Von Andreas Schröter

Adam Schneider (36) war Versicherungskaufmann, aber nicht als Einzelkämpfer in einer kleinen Ein-Mann-Klitsche, sondern in einem Riesen-Team („Berufliche Vorsorge“) in einer der größten Versicherungen des Landes. Seit der Corona-Zeit durfte er zu Hause arbeiten: Homeoffice. Und weil seine Chefs fanden, dass das gut funktionierte, blieb das auch nach der Pandemie so.

Adam fand’s herrlich.

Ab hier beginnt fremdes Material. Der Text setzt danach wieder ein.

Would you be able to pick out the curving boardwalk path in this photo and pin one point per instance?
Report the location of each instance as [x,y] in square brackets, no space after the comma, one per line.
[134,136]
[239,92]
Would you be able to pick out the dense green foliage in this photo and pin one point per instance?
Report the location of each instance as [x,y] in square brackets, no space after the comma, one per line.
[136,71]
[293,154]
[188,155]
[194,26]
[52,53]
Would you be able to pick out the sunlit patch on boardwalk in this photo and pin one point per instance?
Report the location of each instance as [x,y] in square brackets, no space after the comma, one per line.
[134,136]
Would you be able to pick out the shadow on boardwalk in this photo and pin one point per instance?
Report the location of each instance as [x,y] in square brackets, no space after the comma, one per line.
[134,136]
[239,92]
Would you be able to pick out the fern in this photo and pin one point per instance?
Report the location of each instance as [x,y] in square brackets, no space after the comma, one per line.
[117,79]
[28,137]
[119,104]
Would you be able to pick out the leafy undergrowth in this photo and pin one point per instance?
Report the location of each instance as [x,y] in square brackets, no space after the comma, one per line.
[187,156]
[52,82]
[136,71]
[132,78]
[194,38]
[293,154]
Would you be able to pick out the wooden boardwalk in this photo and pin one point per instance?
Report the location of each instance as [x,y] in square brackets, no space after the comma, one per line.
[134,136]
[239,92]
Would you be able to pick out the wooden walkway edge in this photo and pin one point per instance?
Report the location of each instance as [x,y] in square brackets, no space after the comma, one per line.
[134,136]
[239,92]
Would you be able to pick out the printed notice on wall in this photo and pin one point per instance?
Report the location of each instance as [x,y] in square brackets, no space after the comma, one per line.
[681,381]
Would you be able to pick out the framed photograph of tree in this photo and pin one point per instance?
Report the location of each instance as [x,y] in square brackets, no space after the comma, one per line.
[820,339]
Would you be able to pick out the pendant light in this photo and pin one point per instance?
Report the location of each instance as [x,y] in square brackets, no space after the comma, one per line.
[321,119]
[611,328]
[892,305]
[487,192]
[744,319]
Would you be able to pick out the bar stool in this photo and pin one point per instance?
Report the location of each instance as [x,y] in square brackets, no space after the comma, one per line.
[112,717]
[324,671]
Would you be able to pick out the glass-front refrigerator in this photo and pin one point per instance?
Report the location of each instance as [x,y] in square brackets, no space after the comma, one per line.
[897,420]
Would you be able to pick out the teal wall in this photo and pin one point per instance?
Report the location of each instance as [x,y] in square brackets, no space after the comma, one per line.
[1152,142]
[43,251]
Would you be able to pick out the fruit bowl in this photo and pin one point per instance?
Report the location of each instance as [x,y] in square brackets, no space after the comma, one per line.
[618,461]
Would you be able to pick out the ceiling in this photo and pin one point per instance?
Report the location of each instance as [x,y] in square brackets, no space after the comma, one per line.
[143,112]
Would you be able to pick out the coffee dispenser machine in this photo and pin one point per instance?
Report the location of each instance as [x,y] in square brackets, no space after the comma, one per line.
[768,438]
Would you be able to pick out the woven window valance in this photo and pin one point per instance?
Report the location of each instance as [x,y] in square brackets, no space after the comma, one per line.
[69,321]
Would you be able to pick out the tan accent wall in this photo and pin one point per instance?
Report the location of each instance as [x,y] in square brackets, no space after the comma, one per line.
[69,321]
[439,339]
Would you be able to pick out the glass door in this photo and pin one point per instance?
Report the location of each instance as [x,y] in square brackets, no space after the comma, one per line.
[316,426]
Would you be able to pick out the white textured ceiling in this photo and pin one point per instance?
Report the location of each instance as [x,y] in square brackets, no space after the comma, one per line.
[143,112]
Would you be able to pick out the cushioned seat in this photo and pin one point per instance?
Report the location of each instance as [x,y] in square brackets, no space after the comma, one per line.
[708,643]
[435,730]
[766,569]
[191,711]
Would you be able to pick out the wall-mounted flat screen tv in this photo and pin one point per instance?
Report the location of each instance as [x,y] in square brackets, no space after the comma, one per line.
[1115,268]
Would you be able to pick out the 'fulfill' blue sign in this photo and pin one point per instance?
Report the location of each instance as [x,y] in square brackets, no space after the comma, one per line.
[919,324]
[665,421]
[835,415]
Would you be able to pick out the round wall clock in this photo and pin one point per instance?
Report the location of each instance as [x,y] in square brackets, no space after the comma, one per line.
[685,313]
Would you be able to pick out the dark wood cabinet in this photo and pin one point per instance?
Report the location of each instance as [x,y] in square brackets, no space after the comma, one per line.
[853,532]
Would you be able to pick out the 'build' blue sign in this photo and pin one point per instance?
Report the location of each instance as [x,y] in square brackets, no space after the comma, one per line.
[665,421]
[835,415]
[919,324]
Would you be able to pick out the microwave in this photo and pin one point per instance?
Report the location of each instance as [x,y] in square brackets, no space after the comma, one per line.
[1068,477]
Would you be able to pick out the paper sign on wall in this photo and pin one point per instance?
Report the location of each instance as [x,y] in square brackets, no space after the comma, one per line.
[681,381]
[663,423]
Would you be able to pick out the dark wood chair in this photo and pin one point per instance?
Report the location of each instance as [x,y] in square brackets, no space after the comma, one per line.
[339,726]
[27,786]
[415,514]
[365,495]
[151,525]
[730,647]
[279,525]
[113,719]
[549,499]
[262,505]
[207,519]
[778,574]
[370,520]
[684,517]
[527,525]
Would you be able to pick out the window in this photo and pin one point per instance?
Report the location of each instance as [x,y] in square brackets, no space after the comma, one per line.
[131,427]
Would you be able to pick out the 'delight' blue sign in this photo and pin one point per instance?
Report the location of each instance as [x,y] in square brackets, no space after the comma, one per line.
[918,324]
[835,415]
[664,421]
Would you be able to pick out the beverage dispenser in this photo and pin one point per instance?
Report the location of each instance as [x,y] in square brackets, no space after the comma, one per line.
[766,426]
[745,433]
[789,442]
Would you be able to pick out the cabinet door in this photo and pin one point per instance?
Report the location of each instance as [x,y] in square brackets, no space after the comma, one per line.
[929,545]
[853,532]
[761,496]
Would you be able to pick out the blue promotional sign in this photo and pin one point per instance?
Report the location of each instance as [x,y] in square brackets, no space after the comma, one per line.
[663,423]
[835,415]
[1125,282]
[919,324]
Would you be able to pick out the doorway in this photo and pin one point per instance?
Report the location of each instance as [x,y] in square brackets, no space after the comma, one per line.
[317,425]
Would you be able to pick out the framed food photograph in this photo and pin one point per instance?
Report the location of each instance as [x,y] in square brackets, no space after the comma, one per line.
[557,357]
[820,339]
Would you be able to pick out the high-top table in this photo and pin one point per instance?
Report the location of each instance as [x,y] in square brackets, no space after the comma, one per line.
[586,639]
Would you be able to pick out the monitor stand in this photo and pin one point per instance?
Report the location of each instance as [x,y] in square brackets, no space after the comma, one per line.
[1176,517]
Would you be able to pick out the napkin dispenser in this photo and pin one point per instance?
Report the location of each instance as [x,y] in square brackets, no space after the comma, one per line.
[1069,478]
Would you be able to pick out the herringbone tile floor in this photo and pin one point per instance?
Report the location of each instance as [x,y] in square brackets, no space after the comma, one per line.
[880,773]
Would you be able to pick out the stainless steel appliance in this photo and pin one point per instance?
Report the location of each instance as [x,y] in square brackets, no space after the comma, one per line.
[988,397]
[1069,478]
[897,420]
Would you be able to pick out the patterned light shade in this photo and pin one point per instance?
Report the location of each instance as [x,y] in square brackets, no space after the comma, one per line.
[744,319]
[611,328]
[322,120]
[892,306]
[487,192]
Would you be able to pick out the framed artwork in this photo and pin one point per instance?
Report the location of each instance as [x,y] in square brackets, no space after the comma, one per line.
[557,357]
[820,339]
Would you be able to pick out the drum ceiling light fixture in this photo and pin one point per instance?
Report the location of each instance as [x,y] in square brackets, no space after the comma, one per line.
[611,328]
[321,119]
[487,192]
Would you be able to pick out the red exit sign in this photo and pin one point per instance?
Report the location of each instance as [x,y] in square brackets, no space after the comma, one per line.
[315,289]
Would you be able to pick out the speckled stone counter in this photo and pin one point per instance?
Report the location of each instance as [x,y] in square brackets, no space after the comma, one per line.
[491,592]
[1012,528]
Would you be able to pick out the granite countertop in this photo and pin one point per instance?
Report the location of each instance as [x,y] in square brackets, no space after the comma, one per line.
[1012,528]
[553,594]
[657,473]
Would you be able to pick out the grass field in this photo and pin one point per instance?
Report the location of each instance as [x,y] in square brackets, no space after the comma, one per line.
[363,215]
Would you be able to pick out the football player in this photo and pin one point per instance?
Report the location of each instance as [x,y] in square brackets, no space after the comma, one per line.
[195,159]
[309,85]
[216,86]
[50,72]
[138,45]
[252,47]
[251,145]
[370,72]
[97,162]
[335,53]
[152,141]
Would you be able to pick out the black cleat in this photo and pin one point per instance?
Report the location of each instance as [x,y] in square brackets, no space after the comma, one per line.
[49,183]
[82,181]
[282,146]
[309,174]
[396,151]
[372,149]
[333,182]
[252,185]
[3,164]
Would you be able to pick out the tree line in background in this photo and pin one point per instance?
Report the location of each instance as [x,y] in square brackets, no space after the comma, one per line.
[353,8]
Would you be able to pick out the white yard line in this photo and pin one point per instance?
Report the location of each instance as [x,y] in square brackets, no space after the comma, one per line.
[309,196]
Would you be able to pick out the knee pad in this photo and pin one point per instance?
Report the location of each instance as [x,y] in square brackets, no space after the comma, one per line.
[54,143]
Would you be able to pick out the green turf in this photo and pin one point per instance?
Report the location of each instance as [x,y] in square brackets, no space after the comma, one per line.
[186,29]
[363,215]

Im Großraumbüro war’s laut, weil meist alle gleichzeitig telefonierten, sein Nebenmann Martin war ein weltfremder Spinner, der mit 56 noch bei seiner Mutter lebte, und man musste des Chefs wegen ständig so tun, als würde man an irgendwas arbeiten, obwohl es in seinem Job durchaus Phasen gab, in denen rein gar nichts anstand. Schrecklich! Na gut, ihm fehlte die sexy Janina, die er immer abpasste, wenn sie sich in der Kochecke einen Kaffee holte, um sie mit halb ernst, halb scherzhaft gemeinten Angeboten zu überhäufen, mit ihm die folgende Nacht zu verbringen.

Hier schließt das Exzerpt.